I am so tired of being chronically ill. My ears hurt right now because I need to cry but I can't. I am isolated enough already and the holidays are coming...which for me means even more isolation due to the state of my health right now. My husband will go to holiday events and see his family. He may take the kids to see them. I will stay home and miss out and be hypervigilant that my family will show up and try to harm me. I will panic and try not to worry that all of us will get sick from exposure to germs from all the people visiting.
But what's more is the topic of my social world....or more the lack of it.
Right now what is on my mind is the nature of my social world. I get so tired of always being the one reaching out. Always being the one to give and check in with people, but rarely being the one checked on or reached out to. It truly sucks. All of my life I have been the "outcast" the "loner" and the one who doesn't have friends. It's absolutely exhausting to be this isolated and this alone when all you want is someone to just be there.

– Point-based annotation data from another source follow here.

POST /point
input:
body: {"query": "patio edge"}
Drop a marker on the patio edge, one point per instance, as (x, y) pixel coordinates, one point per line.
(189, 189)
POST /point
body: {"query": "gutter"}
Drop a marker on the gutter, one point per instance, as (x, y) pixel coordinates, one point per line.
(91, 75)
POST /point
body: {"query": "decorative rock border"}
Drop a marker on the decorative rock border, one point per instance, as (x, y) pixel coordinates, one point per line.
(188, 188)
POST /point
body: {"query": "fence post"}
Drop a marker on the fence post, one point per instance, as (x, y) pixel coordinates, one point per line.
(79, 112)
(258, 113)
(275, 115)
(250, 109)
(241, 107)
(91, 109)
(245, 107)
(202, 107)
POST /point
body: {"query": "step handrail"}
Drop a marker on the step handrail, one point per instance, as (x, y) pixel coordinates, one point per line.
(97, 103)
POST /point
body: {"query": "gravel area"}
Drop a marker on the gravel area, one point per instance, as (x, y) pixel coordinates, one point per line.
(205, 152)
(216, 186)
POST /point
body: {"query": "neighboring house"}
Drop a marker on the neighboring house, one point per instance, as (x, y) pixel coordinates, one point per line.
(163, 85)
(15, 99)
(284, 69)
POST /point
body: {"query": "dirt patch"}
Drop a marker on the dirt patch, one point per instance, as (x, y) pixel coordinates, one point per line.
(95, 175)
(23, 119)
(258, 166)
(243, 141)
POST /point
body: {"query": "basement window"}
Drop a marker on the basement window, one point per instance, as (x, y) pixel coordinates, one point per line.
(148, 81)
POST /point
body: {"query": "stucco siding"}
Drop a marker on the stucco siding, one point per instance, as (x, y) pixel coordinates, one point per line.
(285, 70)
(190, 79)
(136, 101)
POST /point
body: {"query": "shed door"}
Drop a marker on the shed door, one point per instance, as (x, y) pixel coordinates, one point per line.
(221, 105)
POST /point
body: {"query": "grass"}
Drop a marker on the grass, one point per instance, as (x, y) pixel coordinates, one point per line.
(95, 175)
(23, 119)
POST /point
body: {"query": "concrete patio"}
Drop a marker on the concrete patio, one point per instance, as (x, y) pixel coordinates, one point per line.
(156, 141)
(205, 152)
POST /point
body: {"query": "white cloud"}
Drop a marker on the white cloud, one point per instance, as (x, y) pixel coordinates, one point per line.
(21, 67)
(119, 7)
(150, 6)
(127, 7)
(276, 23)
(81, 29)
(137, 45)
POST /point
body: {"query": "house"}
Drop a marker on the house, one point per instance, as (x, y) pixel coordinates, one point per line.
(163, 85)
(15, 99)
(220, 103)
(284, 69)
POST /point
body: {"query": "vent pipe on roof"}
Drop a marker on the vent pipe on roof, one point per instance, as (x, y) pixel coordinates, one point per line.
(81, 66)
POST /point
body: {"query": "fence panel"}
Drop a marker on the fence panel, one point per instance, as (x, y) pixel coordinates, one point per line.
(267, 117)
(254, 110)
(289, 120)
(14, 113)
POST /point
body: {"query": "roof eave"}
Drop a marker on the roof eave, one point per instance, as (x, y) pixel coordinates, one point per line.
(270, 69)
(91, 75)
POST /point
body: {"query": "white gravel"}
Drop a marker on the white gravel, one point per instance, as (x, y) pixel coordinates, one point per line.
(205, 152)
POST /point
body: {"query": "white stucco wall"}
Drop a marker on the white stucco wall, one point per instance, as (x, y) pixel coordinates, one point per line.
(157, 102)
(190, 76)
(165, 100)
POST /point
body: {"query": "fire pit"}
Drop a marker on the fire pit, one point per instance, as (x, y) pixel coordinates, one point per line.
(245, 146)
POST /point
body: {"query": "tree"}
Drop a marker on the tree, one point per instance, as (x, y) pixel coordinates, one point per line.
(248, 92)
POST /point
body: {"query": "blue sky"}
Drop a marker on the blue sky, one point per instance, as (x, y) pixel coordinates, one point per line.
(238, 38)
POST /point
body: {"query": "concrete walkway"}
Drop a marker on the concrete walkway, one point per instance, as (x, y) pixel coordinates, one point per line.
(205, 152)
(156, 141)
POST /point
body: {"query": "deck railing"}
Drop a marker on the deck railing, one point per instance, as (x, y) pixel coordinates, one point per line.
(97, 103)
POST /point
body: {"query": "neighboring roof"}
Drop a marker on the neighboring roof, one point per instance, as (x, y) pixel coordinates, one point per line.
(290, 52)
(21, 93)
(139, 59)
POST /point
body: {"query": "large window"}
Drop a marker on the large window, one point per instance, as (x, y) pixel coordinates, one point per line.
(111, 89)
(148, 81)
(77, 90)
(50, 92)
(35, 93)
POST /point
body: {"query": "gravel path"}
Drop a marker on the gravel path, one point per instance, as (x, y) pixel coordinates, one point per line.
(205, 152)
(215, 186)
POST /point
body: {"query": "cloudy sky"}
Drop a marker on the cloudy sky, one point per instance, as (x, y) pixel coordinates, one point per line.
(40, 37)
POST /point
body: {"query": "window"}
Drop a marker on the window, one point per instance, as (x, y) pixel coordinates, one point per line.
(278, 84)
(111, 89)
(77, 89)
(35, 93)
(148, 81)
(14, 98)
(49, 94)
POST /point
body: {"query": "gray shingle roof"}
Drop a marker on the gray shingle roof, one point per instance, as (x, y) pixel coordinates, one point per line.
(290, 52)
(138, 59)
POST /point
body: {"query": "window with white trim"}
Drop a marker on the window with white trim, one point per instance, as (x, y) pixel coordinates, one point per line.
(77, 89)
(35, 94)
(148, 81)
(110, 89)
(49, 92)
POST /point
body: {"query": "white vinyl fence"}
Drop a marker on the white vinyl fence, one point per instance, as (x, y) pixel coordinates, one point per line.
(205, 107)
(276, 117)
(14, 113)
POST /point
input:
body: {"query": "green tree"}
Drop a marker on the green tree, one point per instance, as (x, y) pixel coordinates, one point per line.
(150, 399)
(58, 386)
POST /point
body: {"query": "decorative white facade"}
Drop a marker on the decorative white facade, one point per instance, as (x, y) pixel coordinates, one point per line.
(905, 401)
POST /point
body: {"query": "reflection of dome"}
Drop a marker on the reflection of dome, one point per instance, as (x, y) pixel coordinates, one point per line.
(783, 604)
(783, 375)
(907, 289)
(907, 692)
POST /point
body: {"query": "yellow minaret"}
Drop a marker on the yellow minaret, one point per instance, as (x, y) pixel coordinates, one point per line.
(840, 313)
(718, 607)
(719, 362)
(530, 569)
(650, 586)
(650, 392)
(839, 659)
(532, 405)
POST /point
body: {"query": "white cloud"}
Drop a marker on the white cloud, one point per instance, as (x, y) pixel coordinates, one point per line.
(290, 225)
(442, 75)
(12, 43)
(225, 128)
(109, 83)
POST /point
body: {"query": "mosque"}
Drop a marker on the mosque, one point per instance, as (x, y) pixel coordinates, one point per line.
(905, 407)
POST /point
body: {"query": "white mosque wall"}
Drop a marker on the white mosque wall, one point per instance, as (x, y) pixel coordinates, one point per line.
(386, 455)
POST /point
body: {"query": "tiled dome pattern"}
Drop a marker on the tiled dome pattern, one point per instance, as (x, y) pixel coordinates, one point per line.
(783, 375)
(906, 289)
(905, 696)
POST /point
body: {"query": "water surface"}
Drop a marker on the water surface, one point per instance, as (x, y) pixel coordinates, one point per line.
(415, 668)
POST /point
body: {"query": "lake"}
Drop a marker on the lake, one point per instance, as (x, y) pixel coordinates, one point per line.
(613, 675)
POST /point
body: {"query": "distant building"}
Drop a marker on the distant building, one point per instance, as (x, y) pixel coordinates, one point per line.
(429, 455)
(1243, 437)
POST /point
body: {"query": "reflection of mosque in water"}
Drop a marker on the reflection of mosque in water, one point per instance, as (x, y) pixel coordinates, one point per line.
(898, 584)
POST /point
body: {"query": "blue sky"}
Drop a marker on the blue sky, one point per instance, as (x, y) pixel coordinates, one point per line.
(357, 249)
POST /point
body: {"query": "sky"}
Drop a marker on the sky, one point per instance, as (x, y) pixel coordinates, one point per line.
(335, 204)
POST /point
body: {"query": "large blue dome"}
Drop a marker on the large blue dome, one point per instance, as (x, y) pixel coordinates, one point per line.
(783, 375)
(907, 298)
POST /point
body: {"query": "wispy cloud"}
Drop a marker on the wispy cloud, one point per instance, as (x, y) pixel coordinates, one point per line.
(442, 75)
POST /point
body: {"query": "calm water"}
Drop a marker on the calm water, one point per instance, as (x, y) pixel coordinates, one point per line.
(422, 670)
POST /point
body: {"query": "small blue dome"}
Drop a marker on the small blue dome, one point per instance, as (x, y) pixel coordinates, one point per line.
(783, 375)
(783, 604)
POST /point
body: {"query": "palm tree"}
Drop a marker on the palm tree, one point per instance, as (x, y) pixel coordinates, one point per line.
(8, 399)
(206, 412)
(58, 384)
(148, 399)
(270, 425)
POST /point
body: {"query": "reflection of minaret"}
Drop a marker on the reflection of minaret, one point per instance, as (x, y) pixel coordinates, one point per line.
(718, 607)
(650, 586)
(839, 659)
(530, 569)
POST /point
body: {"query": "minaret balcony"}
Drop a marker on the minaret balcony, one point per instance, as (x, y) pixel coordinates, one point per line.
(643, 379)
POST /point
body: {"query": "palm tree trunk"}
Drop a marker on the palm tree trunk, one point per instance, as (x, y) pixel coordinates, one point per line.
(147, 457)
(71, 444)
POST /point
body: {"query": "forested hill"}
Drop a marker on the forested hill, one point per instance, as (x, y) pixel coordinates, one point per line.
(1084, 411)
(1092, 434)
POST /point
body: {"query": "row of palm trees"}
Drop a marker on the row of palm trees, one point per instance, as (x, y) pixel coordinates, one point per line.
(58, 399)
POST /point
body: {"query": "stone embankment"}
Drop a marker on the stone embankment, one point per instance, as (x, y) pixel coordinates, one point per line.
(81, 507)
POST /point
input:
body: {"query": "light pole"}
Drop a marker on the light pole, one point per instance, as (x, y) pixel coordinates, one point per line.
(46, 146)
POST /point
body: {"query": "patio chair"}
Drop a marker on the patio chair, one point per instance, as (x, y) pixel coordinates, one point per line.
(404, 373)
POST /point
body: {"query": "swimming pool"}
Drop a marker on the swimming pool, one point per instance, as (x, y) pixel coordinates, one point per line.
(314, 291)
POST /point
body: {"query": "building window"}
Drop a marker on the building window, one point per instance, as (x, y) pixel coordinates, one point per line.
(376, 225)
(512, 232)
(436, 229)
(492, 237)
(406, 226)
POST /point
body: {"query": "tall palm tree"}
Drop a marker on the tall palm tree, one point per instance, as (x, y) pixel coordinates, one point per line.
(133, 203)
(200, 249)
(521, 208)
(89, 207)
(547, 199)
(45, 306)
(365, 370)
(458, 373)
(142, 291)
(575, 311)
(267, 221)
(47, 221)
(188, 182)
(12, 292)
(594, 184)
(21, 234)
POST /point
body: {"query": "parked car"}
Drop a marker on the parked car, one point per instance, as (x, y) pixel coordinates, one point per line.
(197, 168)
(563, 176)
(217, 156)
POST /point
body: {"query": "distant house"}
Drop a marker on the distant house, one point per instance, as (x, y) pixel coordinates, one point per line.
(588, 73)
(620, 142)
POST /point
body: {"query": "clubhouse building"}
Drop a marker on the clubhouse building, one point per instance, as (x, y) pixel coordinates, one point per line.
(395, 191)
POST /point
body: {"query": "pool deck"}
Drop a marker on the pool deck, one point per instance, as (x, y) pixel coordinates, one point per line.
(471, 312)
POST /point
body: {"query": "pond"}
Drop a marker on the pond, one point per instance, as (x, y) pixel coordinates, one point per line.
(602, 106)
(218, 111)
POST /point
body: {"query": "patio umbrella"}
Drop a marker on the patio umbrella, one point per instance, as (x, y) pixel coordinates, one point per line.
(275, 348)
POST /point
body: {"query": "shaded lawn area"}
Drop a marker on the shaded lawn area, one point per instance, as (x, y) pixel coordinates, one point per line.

I haven't spent quality time with a healthy good friend in over 2 years. The last time I had some sort of social interaction it was when I had a couple times where random mom's whom I am not close to have offered to come stop by with their kids for playdates so my kids could be with friends. The hard part of these get togethers is that I don't actually consider these people to be good friends. While I could work to get to know them....what happened is that I discovered quickly that they aren't trustworthy healthy people I can be myself with. We ended up just "staring" at each other and making awkward small talk.
I just want a good friend to spend time with....just once. I don't want someone to tell me to count my blessings; flood me with toxic positivity; or tell me I should be glad to have x,y, or z....I am well aware of what I do have and am so glad for what I have....it's what I don't that is draining on my mental health. Humans are social beings. We are meant for community. And I need some. It's just not safe right now, and I am lacking emotionally and mentally healthy community members.
Can't wait for the holidays to be over. I will enjoy the snuggles with my kids and try to ignore the pressure of all of the gatherings and hope these emotional stirrings end soon.